Conta molto un anno in più?

Sì. Nella tappa di Dowsett, per esempio, non dico che avremmo vinto ma saremmo andati più avanti, godendo di un’altra visibilità. Simone Ravanelli si era staccato proprio con Dowsett che, posso garantire, era il meno forte della fuga. Eppure quando sono rientrati Ravanelli è rimasto lì e Dowsett ha allungato. Questa è solo esperienza.

Per Cepeda e Restrepo un caffè prima del via
Per Cepeda un caffè prima del via
Pellaud e Bais sembrano i più vivaci. Un giudizio su di loro?

Sono due attaccanti nati. Simon Pellaud è più esperto rispetto a Bais. Mattia ieri è rimasto tra due gruppetti. Lo affianco con l’ammiraglia e vedo che mena. Vuole rientrare su quello davanti. Gli ho dovuto dire io di aspettare il drappello dietro. Stava sprecando energie preziose per i giorni a venire. Simon un errore simile non lo avrebbe commesso. Viene da due anni di WorldTour, era alla Iam. Hanno numeri simili. In futuro possono essere uomini importanti per team importanti. Con un pizzico di fortuna magari un successo lo raggiungono.

Questa vostra consapevolezza è un limite o un punto di forza?

Un punto di forza. Quando ti guardi allo specchio devi sapere di chi sei e cosa hai. Non posso andare da Bais stasera e dirgli domani devi vincere perché tu correvi con il Cycling Team Friuli e conosci queste strade. Psicologicamente lo distruggerei. Se poi si ritrova in fuga e si può giocare la tappa il discorso cambia. Ma è tutt’altro approccio.

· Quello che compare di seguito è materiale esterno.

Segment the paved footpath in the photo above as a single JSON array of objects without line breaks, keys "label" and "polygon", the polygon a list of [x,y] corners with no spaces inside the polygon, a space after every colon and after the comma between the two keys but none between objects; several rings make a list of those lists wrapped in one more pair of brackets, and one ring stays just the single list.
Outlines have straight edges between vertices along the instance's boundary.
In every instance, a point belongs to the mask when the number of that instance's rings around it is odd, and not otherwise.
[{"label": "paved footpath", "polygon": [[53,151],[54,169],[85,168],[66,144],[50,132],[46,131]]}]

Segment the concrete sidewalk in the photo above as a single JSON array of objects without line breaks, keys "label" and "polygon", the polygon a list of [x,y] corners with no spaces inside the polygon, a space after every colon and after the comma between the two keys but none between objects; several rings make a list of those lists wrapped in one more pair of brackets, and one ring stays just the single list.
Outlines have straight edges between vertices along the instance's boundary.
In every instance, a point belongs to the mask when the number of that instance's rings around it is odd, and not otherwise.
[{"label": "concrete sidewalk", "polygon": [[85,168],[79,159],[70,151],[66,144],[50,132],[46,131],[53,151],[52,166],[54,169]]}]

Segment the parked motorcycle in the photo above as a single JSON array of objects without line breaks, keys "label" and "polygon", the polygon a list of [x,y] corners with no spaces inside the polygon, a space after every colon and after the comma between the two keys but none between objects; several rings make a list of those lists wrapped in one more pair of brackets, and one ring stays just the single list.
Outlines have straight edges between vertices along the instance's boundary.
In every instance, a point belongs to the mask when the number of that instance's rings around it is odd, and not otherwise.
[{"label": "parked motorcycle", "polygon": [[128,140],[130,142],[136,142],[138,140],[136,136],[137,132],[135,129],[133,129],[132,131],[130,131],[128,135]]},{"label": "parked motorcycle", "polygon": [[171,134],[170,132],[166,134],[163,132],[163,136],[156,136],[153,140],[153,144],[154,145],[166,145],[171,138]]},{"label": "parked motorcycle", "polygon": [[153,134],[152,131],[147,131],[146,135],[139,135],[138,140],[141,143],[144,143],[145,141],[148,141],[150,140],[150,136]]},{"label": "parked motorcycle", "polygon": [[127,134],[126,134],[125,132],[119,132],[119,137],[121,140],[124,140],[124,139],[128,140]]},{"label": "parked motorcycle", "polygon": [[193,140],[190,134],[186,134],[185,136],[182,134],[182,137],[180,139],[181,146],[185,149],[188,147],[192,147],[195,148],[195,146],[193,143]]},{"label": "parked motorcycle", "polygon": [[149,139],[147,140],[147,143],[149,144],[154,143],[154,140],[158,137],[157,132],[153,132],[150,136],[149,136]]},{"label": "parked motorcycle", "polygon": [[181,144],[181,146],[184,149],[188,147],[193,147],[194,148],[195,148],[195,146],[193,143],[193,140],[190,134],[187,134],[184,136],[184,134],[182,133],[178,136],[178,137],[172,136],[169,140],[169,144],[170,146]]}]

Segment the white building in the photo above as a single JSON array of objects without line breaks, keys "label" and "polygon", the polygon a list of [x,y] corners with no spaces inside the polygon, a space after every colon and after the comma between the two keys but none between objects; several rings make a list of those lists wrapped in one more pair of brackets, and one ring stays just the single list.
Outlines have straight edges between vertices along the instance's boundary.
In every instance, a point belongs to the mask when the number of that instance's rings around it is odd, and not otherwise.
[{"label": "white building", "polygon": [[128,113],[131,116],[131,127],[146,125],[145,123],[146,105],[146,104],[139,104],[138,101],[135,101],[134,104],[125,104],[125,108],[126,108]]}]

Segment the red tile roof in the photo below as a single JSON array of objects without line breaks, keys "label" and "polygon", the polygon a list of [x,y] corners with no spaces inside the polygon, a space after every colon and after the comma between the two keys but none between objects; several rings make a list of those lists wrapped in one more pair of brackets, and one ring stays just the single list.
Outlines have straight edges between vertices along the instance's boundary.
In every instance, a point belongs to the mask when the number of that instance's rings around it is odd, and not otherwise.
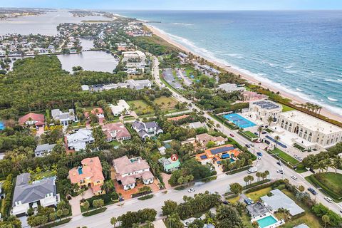
[{"label": "red tile roof", "polygon": [[19,123],[19,125],[24,125],[25,123],[26,123],[30,119],[32,120],[36,121],[36,126],[43,125],[45,122],[44,115],[36,114],[33,113],[30,113],[24,116],[21,116],[18,120],[18,122]]}]

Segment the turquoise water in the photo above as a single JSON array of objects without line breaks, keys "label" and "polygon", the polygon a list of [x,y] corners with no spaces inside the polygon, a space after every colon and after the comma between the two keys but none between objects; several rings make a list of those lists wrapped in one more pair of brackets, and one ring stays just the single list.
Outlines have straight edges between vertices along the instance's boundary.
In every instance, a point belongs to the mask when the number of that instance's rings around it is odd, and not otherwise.
[{"label": "turquoise water", "polygon": [[253,122],[249,121],[249,120],[237,113],[224,115],[223,118],[229,121],[232,121],[239,128],[246,128],[249,127],[254,127],[256,125],[255,123],[254,123]]},{"label": "turquoise water", "polygon": [[270,226],[273,224],[276,223],[276,220],[273,217],[273,216],[267,216],[265,217],[264,218],[262,218],[261,219],[259,219],[256,221],[259,224],[259,226],[261,228],[264,227],[267,227],[268,226]]},{"label": "turquoise water", "polygon": [[116,11],[192,51],[342,113],[342,11]]}]

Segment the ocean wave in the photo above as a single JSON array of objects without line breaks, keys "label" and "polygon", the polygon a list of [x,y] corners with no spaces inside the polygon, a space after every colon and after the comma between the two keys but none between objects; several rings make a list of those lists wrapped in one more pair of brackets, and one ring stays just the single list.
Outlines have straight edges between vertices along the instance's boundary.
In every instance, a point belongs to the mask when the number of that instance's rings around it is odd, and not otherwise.
[{"label": "ocean wave", "polygon": [[284,71],[284,72],[287,73],[297,73],[298,71],[286,70],[286,71]]},{"label": "ocean wave", "polygon": [[181,23],[181,22],[174,22],[171,23],[172,24],[177,25],[177,26],[193,26],[193,24],[190,24],[190,23]]},{"label": "ocean wave", "polygon": [[328,100],[331,100],[331,101],[338,101],[337,99],[331,98],[331,97],[328,97]]},{"label": "ocean wave", "polygon": [[[174,40],[175,41],[180,42],[180,43],[184,44],[187,48],[189,48],[189,49],[190,49],[191,51],[192,51],[195,54],[197,54],[197,55],[202,56],[204,58],[207,58],[209,61],[215,61],[215,62],[222,63],[224,66],[229,66],[232,69],[237,70],[239,72],[242,72],[242,73],[245,73],[247,75],[249,75],[251,77],[255,78],[256,80],[257,80],[257,81],[260,81],[263,83],[270,85],[271,86],[274,88],[274,89],[276,89],[276,90],[278,89],[281,91],[284,91],[286,93],[291,94],[291,95],[293,95],[294,96],[296,96],[298,98],[301,98],[301,99],[304,99],[304,100],[307,100],[309,102],[314,103],[316,103],[317,105],[319,105],[326,108],[327,110],[329,110],[330,111],[331,111],[333,113],[336,113],[336,114],[338,114],[338,115],[341,115],[341,113],[342,113],[342,108],[341,108],[331,105],[326,103],[326,102],[324,101],[324,100],[316,100],[316,99],[312,98],[311,95],[309,95],[306,93],[304,93],[301,91],[299,91],[297,90],[288,88],[287,86],[284,86],[281,83],[272,81],[271,81],[270,79],[269,79],[266,77],[266,75],[265,73],[252,73],[252,72],[251,72],[248,70],[242,68],[240,68],[237,66],[235,66],[234,64],[231,64],[230,63],[227,62],[227,61],[225,61],[224,59],[217,58],[213,54],[213,53],[212,51],[210,51],[207,49],[205,49],[205,48],[199,48],[198,46],[196,46],[196,44],[194,42],[190,41],[190,40],[188,40],[185,38],[168,33],[165,32],[165,31],[163,31],[162,29],[160,29],[158,28],[155,28],[155,27],[154,27],[154,28],[157,29],[160,33],[167,35],[167,36],[169,36],[171,39]],[[293,66],[293,65],[291,65],[291,66]],[[289,68],[289,66],[288,66],[287,67]],[[291,67],[294,67],[294,66],[291,66]],[[289,70],[287,71],[289,71],[289,72],[286,72],[288,73],[298,73],[297,71],[294,71],[294,70]]]}]

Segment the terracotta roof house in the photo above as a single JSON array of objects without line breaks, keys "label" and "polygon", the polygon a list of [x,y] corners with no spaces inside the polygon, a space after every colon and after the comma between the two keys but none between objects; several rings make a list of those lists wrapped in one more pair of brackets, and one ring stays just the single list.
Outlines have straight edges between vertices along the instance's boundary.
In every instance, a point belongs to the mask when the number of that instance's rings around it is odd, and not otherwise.
[{"label": "terracotta roof house", "polygon": [[18,120],[20,125],[43,126],[45,123],[44,115],[30,113],[21,116]]},{"label": "terracotta roof house", "polygon": [[189,115],[180,115],[180,116],[175,116],[175,117],[169,117],[167,118],[168,121],[178,121],[182,119],[185,119],[187,118]]},{"label": "terracotta roof house", "polygon": [[205,147],[210,141],[215,142],[217,145],[224,145],[226,142],[226,139],[222,136],[214,137],[209,134],[204,133],[196,135],[196,141],[200,142],[202,146]]},{"label": "terracotta roof house", "polygon": [[[102,108],[95,108],[90,111],[90,113],[96,115],[99,119],[105,118],[104,112]],[[84,116],[87,119],[89,118],[89,116],[90,116],[89,112],[84,113]]]},{"label": "terracotta roof house", "polygon": [[204,152],[196,155],[196,159],[200,162],[204,162],[213,160],[217,164],[220,164],[220,161],[224,159],[235,160],[239,154],[240,152],[236,150],[232,145],[227,144],[207,149]]},{"label": "terracotta roof house", "polygon": [[60,201],[55,184],[55,177],[41,180],[30,183],[30,174],[25,172],[16,177],[13,195],[12,214],[25,215],[30,208],[56,207]]},{"label": "terracotta roof house", "polygon": [[145,140],[147,138],[155,136],[163,133],[162,128],[155,122],[140,122],[134,121],[132,124],[133,128],[139,135],[139,136]]},{"label": "terracotta roof house", "polygon": [[130,134],[122,123],[108,123],[102,127],[102,130],[107,136],[107,141],[119,142],[130,139]]},{"label": "terracotta roof house", "polygon": [[134,188],[136,180],[142,179],[145,185],[153,183],[154,177],[150,171],[150,165],[141,157],[129,159],[123,156],[113,160],[116,180],[125,190]]},{"label": "terracotta roof house", "polygon": [[98,157],[85,158],[81,163],[81,167],[74,167],[69,171],[71,183],[77,184],[80,187],[90,187],[96,195],[105,193],[101,189],[105,177]]}]

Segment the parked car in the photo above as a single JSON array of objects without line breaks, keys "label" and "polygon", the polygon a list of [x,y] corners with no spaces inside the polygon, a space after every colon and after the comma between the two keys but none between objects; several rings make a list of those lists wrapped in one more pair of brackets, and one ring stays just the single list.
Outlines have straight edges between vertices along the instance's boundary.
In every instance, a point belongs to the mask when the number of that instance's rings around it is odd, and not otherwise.
[{"label": "parked car", "polygon": [[326,201],[328,201],[330,203],[333,202],[333,200],[331,200],[331,198],[330,198],[330,197],[325,197],[324,200],[326,200]]},{"label": "parked car", "polygon": [[252,203],[248,200],[247,199],[244,199],[244,202],[246,203],[247,205],[252,204]]},{"label": "parked car", "polygon": [[311,192],[314,195],[317,195],[317,192],[315,191],[314,189],[313,189],[312,187],[309,187],[308,188],[308,191]]},{"label": "parked car", "polygon": [[194,192],[195,191],[196,191],[195,188],[190,188],[189,190],[187,190],[187,192],[191,193]]}]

Giovanni Ellena durante la riunione
Ellena durante la riunione
Con i giovani bisogna tatto…

Io seguo i sudamericani. Non posso trattare Cepeda come Bernal. Hanno storie e culture ciclistiche diverse. Bernal aveva assaggiato un po’ di gare internazionali con la Mtb. Parlava un po’ d’inglese. Sapeva utilizzare i file degli allenamenti. Cepeda parte da zero. Quando è arrivato a fine luglio, tanto per rendere l’idea, gli abbiamo dovuto spostare la sella di 4 centimetri. Un’enormità per un pro’.

Sarai soddisfatto a fine Giro se…

Se i ragazzi continueranno a correre con questo atteggiamento e questa voglia d’imparare. Nella tappa di Brindisi, quella corsa a 51 di media e con i ventagli, nella riunione gli ho detto: guardate che non è banale. Non siamo capaci in queste condizioni. Stasera rischiamo di essere uno in meno. Ho preso la cartina. Gli ho fatto vedere da dove arrivava il vento. Li ho resi consapevoli dei ventagli. Cepeda mi guardava con due occhi che sembrava il personaggio di un fumetto. Non sapeva neanche cosa fossero i ventagli. In corsa sono stati bravi e alla fine hanno chiuso davanti. Altri più esperti, senza questa voglia, non sarebbero rimasti lì.